For the right buyer — an NUS faculty household, a Biopolis/Fusionopolis research director, an expatriate family at Dulwich or UWCSEA with a minimum 3-year posting, or a Singapore citizen investor looking for a freehold landholding near the Southern Ridges — Lynnsville 331 is a compelling and underexposed opportunity. The combination of freehold tenure, generous unit sizes, a rare tennis court, green surroundings, and a PSF that is roughly 45% below neighbouring leasehold launches makes the case clearly. It is not a liquid trading asset; it is a home or a generational holding in one of Singapore’s most distinctive residential pockets.

Frequently Asked Questions

How far is Lynnsville 331 from the MRT?
Haw Par Villa MRT (Circle Line, CC25) is approximately 0.88 km away — about a 10 to 12 minute walk through residential streets. Kent Ridge MRT (CC24) is slightly further at 1.01 km in the other direction. Both stations provide direct access to Buona Vista interchange, HarbourFront, and the one-north cluster.
What schools are nearby?
NUS (National University of Singapore) is 0.89 km away, making this address popular with academic households. Dulwich College Singapore is 1.41 km, UWCSEA Dover Campus is 1.90 km, Kent Ridge Secondary School is 1.76 km, and Dover Court International School is 1.85 km. The concentration of international schools in this corridor drives consistent expatriate tenancy demand.
What is the current PSF and why does it appear low?
The trailing 12-month average PSF is approximately $1,001. This appears low relative to nearby leasehold condos because each unit at Lynnsville 331 is a full terrace house of roughly 3,450–3,500 sq ft — the median transaction price of $2.5 million represents very large floor areas, not cheap entry-level units. Buyers comparing raw PSF figures against apartment condominiums are comparing unlike products.

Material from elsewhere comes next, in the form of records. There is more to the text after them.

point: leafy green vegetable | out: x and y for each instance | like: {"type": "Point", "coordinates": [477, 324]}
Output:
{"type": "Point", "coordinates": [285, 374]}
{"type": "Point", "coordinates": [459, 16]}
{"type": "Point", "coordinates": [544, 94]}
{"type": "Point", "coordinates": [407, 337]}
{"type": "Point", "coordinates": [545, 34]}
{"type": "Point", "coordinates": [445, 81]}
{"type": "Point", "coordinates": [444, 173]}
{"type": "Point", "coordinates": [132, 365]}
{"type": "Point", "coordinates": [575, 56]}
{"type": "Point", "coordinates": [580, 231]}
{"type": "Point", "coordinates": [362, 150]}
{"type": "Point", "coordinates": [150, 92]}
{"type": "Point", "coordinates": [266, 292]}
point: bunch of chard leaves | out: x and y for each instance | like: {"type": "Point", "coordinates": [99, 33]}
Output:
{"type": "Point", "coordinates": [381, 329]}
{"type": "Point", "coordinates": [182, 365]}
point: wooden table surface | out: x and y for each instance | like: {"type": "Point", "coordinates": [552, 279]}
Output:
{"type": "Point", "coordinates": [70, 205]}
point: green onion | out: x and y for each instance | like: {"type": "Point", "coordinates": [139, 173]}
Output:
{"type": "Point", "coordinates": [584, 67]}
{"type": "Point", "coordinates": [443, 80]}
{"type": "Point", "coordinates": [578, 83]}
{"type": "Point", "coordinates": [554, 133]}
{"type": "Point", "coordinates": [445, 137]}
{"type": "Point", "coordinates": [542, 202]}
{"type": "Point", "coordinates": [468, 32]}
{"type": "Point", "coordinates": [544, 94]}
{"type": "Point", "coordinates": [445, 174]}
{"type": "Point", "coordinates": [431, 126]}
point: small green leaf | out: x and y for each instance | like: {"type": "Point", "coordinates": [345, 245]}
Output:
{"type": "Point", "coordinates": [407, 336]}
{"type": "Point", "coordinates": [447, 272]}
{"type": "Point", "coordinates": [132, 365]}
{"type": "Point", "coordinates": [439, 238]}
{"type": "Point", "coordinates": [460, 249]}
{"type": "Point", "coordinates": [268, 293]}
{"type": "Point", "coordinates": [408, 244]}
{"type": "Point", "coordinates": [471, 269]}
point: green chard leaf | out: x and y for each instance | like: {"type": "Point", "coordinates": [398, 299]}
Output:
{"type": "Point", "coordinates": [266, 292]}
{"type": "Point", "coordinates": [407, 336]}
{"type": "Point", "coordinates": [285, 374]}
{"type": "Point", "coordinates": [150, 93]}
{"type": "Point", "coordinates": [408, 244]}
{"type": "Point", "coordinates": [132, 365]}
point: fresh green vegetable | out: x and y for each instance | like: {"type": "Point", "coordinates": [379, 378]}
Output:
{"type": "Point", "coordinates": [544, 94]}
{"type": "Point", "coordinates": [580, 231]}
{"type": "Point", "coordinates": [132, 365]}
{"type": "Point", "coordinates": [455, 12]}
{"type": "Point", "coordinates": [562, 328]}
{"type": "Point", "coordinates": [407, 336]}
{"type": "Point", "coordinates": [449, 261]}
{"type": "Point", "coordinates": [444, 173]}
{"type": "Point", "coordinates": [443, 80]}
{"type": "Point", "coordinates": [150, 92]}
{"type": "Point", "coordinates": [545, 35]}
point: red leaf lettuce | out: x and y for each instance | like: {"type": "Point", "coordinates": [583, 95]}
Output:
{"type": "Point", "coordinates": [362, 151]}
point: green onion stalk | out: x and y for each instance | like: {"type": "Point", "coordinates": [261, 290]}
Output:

Is the development freehold?
Yes, Lynnsville 331 is fully freehold. This distinguishes it sharply from its nearest leasehold neighbours: Normanton Park (99-year at $1,866 PSF), Parc Clematis (99-year at $1,885 PSF), and Elta (99-year at $2,557 PSF). Freehold status means no lease decay and full perpetual land ownership, which is a meaningful long-term consideration for Singapore citizen buyers.

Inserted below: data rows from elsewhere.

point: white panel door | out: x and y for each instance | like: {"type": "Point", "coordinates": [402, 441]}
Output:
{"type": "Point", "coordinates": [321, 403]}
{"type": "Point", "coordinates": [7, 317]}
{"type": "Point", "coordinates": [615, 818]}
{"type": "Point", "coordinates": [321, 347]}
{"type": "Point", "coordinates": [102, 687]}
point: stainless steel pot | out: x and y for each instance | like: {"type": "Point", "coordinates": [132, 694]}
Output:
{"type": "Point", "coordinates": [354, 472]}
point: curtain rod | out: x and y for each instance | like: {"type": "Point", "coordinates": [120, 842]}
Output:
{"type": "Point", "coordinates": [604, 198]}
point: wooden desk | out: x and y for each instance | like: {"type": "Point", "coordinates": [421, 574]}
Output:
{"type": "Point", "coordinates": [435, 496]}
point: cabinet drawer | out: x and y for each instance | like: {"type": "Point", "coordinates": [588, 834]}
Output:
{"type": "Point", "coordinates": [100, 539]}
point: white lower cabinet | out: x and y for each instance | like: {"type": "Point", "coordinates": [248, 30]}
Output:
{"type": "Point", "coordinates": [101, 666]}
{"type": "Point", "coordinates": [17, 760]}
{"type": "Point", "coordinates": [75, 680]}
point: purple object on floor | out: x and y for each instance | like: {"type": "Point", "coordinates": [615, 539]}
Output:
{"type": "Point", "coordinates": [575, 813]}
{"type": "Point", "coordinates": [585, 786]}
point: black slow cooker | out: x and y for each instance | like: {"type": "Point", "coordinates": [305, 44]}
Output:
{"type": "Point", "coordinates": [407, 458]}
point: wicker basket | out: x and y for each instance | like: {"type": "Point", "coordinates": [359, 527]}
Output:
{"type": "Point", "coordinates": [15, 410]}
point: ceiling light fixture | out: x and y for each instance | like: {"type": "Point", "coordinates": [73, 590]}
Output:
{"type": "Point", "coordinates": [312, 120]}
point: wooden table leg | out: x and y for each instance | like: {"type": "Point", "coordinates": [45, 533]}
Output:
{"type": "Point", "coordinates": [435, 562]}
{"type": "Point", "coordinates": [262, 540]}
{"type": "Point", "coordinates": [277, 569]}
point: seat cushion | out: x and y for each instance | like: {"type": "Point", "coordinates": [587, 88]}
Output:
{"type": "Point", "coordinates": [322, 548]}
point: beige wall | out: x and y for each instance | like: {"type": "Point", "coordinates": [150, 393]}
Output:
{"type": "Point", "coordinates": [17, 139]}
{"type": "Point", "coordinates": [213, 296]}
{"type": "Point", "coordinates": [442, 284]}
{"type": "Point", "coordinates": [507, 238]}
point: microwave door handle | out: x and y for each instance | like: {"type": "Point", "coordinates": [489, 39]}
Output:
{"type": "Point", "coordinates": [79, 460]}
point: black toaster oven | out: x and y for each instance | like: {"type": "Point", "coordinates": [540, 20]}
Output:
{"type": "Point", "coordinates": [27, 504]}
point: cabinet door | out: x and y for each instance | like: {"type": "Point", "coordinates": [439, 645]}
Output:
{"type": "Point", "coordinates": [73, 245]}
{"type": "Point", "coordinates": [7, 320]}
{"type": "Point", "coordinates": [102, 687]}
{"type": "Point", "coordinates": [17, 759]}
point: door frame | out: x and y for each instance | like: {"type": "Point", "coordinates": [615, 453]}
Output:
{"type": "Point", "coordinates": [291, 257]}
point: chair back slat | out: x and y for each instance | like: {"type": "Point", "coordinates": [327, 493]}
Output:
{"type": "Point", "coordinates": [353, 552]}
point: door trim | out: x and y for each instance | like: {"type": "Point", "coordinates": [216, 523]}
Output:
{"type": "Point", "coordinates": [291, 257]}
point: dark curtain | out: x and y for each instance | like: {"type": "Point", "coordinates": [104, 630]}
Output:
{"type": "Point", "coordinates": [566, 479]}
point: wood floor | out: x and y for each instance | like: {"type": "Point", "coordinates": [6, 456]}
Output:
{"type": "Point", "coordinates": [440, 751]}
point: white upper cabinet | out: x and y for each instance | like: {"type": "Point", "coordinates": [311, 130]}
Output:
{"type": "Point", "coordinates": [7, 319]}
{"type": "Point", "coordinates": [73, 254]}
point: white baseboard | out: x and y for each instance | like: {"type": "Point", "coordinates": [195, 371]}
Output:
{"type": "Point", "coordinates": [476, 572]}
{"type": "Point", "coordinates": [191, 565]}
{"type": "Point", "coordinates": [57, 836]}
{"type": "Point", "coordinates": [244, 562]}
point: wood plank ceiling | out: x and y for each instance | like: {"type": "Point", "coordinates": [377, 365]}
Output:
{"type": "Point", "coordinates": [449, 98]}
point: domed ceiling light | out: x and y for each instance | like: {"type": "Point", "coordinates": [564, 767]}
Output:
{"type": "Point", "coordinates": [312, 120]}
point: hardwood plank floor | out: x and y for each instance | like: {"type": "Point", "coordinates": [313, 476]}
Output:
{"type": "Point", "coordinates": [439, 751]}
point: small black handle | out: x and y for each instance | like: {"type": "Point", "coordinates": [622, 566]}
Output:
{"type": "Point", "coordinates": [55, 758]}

What is the gross rental yield?
Based on average monthly rent of approximately $6,488 and a median purchase price of $2.5 million, the gross yield is approximately 3.31%. This is solid for a freehold D5 property of this scale, and reflects consistent demand from NUS-affiliated households and expatriate families on international school postings.

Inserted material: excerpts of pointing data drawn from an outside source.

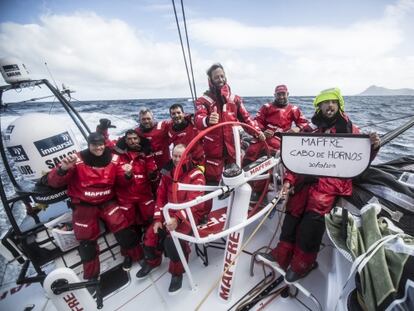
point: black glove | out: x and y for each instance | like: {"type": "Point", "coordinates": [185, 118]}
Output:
{"type": "Point", "coordinates": [121, 143]}
{"type": "Point", "coordinates": [105, 124]}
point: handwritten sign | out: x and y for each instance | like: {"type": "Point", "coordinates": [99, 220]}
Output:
{"type": "Point", "coordinates": [331, 155]}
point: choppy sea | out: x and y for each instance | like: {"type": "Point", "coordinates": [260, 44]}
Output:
{"type": "Point", "coordinates": [370, 113]}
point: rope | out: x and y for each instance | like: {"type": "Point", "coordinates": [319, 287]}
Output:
{"type": "Point", "coordinates": [238, 254]}
{"type": "Point", "coordinates": [183, 50]}
{"type": "Point", "coordinates": [188, 49]}
{"type": "Point", "coordinates": [386, 121]}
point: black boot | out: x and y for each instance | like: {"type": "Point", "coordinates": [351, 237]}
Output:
{"type": "Point", "coordinates": [175, 284]}
{"type": "Point", "coordinates": [127, 264]}
{"type": "Point", "coordinates": [145, 270]}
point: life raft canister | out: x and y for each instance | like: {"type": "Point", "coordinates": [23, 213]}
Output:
{"type": "Point", "coordinates": [38, 142]}
{"type": "Point", "coordinates": [13, 70]}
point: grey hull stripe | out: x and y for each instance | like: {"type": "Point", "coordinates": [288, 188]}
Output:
{"type": "Point", "coordinates": [401, 199]}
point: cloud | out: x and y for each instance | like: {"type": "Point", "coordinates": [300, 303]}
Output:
{"type": "Point", "coordinates": [89, 52]}
{"type": "Point", "coordinates": [106, 58]}
{"type": "Point", "coordinates": [312, 58]}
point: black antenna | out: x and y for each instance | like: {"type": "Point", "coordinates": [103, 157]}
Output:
{"type": "Point", "coordinates": [51, 76]}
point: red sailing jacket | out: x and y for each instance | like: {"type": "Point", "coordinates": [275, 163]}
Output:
{"type": "Point", "coordinates": [232, 110]}
{"type": "Point", "coordinates": [158, 138]}
{"type": "Point", "coordinates": [93, 185]}
{"type": "Point", "coordinates": [185, 136]}
{"type": "Point", "coordinates": [164, 193]}
{"type": "Point", "coordinates": [138, 187]}
{"type": "Point", "coordinates": [280, 119]}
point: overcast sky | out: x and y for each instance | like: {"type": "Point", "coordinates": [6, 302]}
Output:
{"type": "Point", "coordinates": [130, 49]}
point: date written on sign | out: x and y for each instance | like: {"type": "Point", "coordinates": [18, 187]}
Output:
{"type": "Point", "coordinates": [332, 155]}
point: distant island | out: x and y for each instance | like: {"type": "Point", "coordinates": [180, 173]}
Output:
{"type": "Point", "coordinates": [374, 90]}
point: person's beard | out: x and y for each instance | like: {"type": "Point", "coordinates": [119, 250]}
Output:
{"type": "Point", "coordinates": [281, 101]}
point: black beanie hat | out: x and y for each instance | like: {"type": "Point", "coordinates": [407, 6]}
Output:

What are the main drawbacks to living here?
The primary constraints are the walk to MRT (0.88 km in Singapore's heat is not trivial), limited walkability for grocery runs, and thin resale liquidity given only 19 units in the development. Buyers should plan for car ownership and factor in the longer exit timeline relative to larger condo developments. The AYE frontage may generate some traffic noise for street-facing lower-floor units.